One of the best recommendations I ever received was a website called OMGYES—an educational platform created to expand the ways in which women understand and experience sexual enjoyment. It didn’t offer clichés or unrealistic scripts. Instead, it gave language and permission to things I’d felt but never voiced. It taught me that pleasure is personal, layered, and evolving—and that curiosity is often more powerful than certainty.

 

Over time, I began to realise that pleasure doesn’t arrive on command. It isn’t a performance or a goal — it’s a negotiation. As I’ve grown more confident in my desires, I’ve explored fetishes, searched for new erogenous zones, discovered a deep love for BDSM, and come to appreciate lingerie as a way to express my mood and connect with my inner self. When I’ve trusted a client or a lover, I’ve been able to dive deep—physiologically, yes, but also psychologically. That’s where the shift happens. That’s when my body starts to speak clearly, and I start listening.

 

Through these experiences, I’ve spoken with my body. Learned what she likes. What she tolerates. What shuts her down. I’ve mapped out the sniper alleys—those hypervigilant places where I brace, anticipate, shrink—and I’ve chosen to take the slower, quieter paths instead. The ones lined with presence and patience.
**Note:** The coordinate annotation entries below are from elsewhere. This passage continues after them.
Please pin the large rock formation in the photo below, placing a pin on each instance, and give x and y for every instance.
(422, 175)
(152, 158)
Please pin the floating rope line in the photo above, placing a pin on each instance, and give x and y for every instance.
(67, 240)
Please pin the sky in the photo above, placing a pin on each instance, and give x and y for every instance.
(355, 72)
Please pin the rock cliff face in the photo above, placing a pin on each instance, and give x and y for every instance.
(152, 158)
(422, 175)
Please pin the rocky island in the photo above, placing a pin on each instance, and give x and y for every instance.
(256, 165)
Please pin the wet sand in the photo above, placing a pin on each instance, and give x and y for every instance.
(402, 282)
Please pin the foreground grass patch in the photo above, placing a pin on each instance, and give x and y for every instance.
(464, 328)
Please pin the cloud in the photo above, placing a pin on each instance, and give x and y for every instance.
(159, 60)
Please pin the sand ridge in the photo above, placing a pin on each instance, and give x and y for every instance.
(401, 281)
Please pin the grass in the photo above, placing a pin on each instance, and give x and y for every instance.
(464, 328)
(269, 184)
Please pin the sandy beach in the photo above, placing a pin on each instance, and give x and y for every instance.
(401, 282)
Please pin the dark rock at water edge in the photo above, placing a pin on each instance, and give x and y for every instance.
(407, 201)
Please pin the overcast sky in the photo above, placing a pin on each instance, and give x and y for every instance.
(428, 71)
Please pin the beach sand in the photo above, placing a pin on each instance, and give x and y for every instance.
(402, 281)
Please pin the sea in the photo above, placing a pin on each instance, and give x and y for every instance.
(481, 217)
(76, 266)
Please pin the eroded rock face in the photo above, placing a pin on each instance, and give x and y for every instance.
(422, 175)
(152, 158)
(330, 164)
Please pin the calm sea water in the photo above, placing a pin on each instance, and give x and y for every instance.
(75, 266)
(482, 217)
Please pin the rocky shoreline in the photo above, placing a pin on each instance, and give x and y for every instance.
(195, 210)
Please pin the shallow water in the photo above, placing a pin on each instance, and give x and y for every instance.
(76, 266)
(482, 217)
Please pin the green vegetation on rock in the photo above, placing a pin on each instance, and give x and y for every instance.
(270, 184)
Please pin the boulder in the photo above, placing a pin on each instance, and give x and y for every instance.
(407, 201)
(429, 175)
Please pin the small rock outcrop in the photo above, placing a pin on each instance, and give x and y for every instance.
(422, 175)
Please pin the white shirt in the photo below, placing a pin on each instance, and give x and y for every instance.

The ones that make me forget I have anything to prove.

 

And from there, everything changes: I no longer chase pleasure; I receive it. I don’t force orgasm; I allow it. You can have an incredible experience without climax, or you may choose to withhold it and redirect that energy elsewhere.

 

I’ve started to love sex again—not as performance, but as communion. And in that, I’ve begun to appreciate men more than ever. Not for their prowess, but for their presence. For the ones who make room. Who listen with their hands. Who don’t ask for anything but honesty in return.